About Nonsuch Island

Nonsuch Island is home to many of Bermuda’s rarest and most endangered plant and animal species and is Bermuda’s single most important nature reserve. 

Access to Nonsuch Island

Nonsuch Island is closed to public access. Access is only permitted under the supervision of personnel authorized by the Department of Environment and Natural Resources. 

The Department of Environment and Natural Resources offers and authorizes educational tours for schools and environmental groups only. Email environment@gov.bm to make arrangements. 

For details regarding tours of Nonsuch Island for the general public, please go to www.environment.bm/nonsuch-tours

The Nonsuch Island Project

The Nonsuch Island Project is one of the earliest examples of an ecological restoration project in Bermuda, aimed at restoring the entire ecosystem with all of its associated plant and animal communities in their appropriate habitats.

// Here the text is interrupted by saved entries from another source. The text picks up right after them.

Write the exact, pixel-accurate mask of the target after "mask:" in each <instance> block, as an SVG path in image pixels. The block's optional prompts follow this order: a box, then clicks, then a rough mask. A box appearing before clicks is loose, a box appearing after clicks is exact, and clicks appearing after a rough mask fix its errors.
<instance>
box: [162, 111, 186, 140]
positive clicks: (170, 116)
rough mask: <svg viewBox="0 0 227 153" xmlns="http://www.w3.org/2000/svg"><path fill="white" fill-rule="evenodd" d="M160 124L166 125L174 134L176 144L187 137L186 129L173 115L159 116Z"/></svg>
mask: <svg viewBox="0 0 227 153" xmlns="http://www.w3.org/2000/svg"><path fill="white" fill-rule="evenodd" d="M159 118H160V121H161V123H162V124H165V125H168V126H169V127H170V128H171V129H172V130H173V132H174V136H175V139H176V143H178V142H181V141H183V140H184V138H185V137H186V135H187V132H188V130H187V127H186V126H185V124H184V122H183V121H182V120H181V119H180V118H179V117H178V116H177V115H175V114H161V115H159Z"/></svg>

The project was started by Dr. David Wingate, Bermuda’s first Conservation Officer, in 1962. It aims to restore a small section of Bermuda to what the island would have looked like, in terms of flora and fauna, before it was discovered and settled by humans. The project:

  1. Prevents non-native, introduced, and invasive plant, animal and insect species from coming out to or establishing themselves on Nonsuch.
  2. Removes, wherever possible, non-native plants or animals that have already managed to reach Nonsuch, or that manage to reach the island annually (e.g. as seeds in the droppings of birds).
  3. Replants seeds or seedlings of native and endemic plant species in the appropriate habitats on Nonsuch, to re-establish the original plant communities that would have existed on pre-colonial Bermuda.
  4. Re-introduces native or endemic birds, animals, or marine organisms that had been lost on Nonsuch due to human activities or the impact of introduced invasive species. For example, the Yellow-crowned Night Heron, West Indian Top Shell, Land Hermit Crab ,and Bermuda petrel or Cahow (Pterodroma cahow) have all been successfully re-introduced to Nonsuch as part of the management program after being eradicated from the island by the early settlers in the 1600s.